My answer to all of those questions is "No". Your answers may differ. It's all about full palates and empty pockets.
Single Malt Report 2011 Lists
(Note: These are not All Time rankings, just recaps from this year's Reports)
Redbreast 12yr Single Pot Still Irish Whiskey
I've heard a rumor from a reliable source that the Midleton Distillery will release the cask strength (57.7% ABV) Redbreast bottling in the US some time this year. That will be the greatest thing in the history of the universe. (Okay, that was hyperbole. But if I get a free bottle...)
Bowmore 16yr 1994/2011 Signatory
Yes, I know this one is tough to find. But this whisky created a major palate shift for me. (In fact, all three of my top Scotches were considerably peated.) This Bowmore awakened my senses to the fact that peated whiskies are more than just peat reek; the good ones have layer upon layer of complexity. Also, this bottle was the result of a blind purchase from a spectacular whisky shop during a lovely trip to the UK.
Bowmore 7 year old 2002/2009 Murray McDavid
This somehow became the year of Bowmore. Not only did they get the Best and Worst, but their whiskies made up more than 20% of my reports. In any case, these Best and Worst bottlings illustrate the tightrope that independent bottlers walk as they purchase, age, and finish casks. The gulf between those two whiskies are wide though the barley spirit came from the same place.
--That Ardbeg 10yr is very close to climbing from 3.5 to 4.0 stars, as I've been thoroughly enjoying a bottle of this sooty heater.
--I'm scootching the Glenmorangie Nectar D'Or and the Benriach 16yr Sauternes Finish back down to their original ratings. I've had them both since the Taste Off, and the slight downgrade is appropriate.
--I also made an edit to yesterday's Windsor Canadian entry. On hindsight, I'd gotten too excited about the Nilla Wafers. The lack of balance between the nose and palate isn't the sign of a 3 star whisky.
The East Coast trip went a little askew, whisky-wise. After overdoing it with the booze and the smoke during the NY drinking experience, all the whisky left me and I was unable to report back. Also, my "very exciting whisky situation" did not come to fruition, though there's still a chance that it'll come to pass in 2012.

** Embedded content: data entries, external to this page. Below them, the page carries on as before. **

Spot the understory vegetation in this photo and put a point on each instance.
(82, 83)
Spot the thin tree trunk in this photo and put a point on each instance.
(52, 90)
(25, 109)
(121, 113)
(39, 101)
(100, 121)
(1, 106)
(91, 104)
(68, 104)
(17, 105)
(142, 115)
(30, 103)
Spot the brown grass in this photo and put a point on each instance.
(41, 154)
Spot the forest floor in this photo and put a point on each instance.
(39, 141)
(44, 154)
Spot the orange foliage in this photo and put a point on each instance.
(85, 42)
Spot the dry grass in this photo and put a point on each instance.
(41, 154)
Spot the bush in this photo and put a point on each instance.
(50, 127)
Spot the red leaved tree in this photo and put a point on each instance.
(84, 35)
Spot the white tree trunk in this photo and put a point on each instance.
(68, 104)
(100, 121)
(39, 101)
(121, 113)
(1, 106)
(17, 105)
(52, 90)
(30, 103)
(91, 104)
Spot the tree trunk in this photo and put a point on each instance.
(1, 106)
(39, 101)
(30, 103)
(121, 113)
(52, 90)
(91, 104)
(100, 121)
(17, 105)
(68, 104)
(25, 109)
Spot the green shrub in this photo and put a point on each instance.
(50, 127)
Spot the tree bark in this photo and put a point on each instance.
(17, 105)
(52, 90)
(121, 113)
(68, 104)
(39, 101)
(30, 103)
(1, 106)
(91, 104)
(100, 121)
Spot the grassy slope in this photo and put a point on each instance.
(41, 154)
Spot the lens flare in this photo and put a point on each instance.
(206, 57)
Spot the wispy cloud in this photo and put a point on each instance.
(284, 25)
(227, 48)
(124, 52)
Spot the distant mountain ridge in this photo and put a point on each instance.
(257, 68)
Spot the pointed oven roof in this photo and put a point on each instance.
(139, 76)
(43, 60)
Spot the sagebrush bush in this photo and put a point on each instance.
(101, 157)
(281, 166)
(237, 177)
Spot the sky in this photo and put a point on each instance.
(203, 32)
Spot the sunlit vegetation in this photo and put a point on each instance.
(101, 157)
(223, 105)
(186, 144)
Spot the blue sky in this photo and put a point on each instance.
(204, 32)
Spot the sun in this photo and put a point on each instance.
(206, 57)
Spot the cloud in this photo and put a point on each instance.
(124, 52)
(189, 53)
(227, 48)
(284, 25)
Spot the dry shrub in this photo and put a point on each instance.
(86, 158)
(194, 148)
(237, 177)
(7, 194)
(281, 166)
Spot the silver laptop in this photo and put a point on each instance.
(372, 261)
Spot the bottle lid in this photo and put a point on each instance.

Finally, I'm setting some new purchase rules for 2012. I overdid it a bit in 2011. $50 is my limit for a bottle or mini/sample purchase. That limit does not include purchases made with windfall money or gift cards. Happily, this does not alter The Single Malt Report. I have a dozen reports in the queue, and dozens of additional drams still to report on.
I have also purchased four bottlings that some would view as collector's items or investments. I say here, after reading volumes about the punishing and unfair world of whisky investments, my bottles are not for sale. They're for drinking when celebration is called for.
May 2012 be full of celebration for all!